Learning from the Book of Nature
Dear Friends in Christ,
In my grandmother’s garden, there was a statue of Saint Francis. It was about two feet high. Francis was holding out his hands the way one might hold them out for the eucharist—only his hands were filled with birdseed. Sparrows would hop up from the ground to feed from the saint’s hand.
The effect was tender and charming. It was also completely inadequate to express who Francis was.
We know Francis as patron saint of animals (hence the blessing of pets close to October 4, the feast of Saint Francis—our is on Sunday, October 5, at 4:00 p.m.). Stories tell of Francis preaching to the birds or befriending a wolf. But Francis’s connection with the natural world went much deeper than these fanciful stories.

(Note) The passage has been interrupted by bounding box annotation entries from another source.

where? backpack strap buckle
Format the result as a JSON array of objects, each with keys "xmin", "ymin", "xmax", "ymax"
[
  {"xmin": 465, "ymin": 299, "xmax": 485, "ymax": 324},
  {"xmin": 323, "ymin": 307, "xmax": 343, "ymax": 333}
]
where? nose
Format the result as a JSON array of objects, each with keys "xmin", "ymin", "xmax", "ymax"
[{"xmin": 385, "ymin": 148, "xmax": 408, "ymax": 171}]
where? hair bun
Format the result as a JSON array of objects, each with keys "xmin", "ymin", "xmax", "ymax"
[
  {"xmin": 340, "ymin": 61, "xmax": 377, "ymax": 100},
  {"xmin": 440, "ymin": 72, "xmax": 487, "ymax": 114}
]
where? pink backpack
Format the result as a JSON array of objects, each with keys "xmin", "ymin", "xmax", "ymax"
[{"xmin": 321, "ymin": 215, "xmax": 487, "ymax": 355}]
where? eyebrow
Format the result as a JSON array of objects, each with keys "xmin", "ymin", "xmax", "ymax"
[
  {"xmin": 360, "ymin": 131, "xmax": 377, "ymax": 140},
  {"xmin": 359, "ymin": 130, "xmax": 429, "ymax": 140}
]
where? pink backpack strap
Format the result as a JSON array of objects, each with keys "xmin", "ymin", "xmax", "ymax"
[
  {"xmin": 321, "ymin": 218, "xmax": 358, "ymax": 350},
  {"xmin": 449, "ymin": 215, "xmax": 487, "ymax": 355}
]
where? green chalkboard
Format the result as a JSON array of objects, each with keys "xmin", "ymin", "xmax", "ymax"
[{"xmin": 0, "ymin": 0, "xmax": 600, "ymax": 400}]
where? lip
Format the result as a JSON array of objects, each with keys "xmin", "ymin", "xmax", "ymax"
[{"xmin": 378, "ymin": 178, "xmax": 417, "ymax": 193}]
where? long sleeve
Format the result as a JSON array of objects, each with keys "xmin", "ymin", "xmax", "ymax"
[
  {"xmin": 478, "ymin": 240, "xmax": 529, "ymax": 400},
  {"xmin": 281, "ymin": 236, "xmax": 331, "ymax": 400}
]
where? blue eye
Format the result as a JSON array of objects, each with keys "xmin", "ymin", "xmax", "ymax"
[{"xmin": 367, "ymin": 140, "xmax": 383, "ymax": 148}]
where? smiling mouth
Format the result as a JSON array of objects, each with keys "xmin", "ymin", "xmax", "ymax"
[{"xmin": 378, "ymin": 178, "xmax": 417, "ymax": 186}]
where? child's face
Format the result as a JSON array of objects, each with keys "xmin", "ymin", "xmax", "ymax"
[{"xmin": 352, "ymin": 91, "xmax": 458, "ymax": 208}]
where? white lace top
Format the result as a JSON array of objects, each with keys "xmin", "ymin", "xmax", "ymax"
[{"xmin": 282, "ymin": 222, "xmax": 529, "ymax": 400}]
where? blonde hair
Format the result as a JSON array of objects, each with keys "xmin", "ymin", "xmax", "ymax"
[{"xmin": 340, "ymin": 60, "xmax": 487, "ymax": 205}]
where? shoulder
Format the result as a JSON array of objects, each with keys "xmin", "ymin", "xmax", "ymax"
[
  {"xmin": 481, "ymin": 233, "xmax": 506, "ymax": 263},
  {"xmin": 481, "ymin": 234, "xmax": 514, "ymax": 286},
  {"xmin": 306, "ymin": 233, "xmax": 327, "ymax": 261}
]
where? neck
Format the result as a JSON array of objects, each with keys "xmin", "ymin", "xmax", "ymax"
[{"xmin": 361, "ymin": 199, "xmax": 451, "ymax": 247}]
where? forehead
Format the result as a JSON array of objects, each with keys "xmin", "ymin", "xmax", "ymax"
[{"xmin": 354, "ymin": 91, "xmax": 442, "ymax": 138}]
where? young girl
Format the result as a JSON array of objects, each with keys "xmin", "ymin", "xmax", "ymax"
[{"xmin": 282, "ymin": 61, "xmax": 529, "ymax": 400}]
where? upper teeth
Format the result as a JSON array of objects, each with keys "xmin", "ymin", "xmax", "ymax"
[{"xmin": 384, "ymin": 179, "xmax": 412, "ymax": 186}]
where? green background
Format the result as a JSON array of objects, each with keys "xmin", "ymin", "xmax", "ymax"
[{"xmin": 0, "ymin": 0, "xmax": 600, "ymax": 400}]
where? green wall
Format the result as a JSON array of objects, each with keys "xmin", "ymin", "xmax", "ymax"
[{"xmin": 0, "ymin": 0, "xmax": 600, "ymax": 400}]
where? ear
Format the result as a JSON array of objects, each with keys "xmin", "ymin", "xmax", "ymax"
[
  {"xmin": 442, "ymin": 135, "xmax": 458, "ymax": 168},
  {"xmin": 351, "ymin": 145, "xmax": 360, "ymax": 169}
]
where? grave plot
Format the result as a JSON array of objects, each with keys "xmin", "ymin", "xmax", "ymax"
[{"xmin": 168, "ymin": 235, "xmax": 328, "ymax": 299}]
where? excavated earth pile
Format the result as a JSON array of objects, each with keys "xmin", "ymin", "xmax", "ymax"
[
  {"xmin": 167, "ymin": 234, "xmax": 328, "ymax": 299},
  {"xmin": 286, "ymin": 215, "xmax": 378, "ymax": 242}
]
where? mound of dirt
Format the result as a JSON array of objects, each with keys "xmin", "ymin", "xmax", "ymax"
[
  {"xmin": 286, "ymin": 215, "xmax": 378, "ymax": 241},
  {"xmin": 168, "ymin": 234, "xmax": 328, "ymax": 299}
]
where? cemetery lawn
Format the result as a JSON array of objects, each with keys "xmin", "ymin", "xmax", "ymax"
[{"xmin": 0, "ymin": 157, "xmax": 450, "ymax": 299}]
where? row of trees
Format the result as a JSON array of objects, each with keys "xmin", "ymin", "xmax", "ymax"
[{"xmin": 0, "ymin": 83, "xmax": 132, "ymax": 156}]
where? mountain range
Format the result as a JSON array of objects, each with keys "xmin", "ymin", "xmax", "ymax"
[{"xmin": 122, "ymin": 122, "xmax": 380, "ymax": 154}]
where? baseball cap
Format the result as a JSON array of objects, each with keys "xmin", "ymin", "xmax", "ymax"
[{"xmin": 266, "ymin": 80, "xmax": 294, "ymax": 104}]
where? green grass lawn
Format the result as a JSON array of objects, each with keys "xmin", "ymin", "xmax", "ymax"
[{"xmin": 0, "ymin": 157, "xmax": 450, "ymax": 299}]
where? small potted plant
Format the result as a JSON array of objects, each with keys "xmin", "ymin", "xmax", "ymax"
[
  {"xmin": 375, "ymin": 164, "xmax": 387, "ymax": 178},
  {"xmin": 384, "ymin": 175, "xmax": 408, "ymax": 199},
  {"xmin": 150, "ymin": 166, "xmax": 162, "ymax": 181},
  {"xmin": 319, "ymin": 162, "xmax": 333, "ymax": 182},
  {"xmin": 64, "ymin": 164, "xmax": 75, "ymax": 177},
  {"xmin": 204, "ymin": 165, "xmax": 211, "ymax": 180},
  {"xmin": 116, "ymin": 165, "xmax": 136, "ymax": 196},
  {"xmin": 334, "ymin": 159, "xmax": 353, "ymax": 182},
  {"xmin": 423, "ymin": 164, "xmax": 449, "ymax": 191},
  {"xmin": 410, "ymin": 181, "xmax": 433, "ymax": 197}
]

Francis wrote of his profound kinship with all creation—Brother Sun and Sister Moon, as he named them. He lived detached from wealth and establishment in a way that rendered him free to connect with the whole of the natural order around him.
When we think about our life as Christians, we often think about books of prayers and the walls of the church. We forget about what John Calvin called “the book of nature”—the whole revelation of the created order, just as precious and just as moving as scripture itself. Our Christian responsibility is not only to books and walls. It is to the sun and the moon, to the sky and the waters, to a fragile planet whose climate is changing too fast and whose vulnerability to human activity becomes more and more evident all the time.
Our guest preacher this Sunday, the Rev. Dr. Ruthanna Hooke, teaches preaching at Virginia Seminary—including a course called “Preaching in a Time of Eco-Crisis.” My hope is that she will stir our hearts to know our kinship with the world around us, to love with tender care the world which God has entrusted to us.
It’s not just for the birds. (Sorry—I can’t resist a bad pun.) The legacy of Francis is for all of us, now more than ever.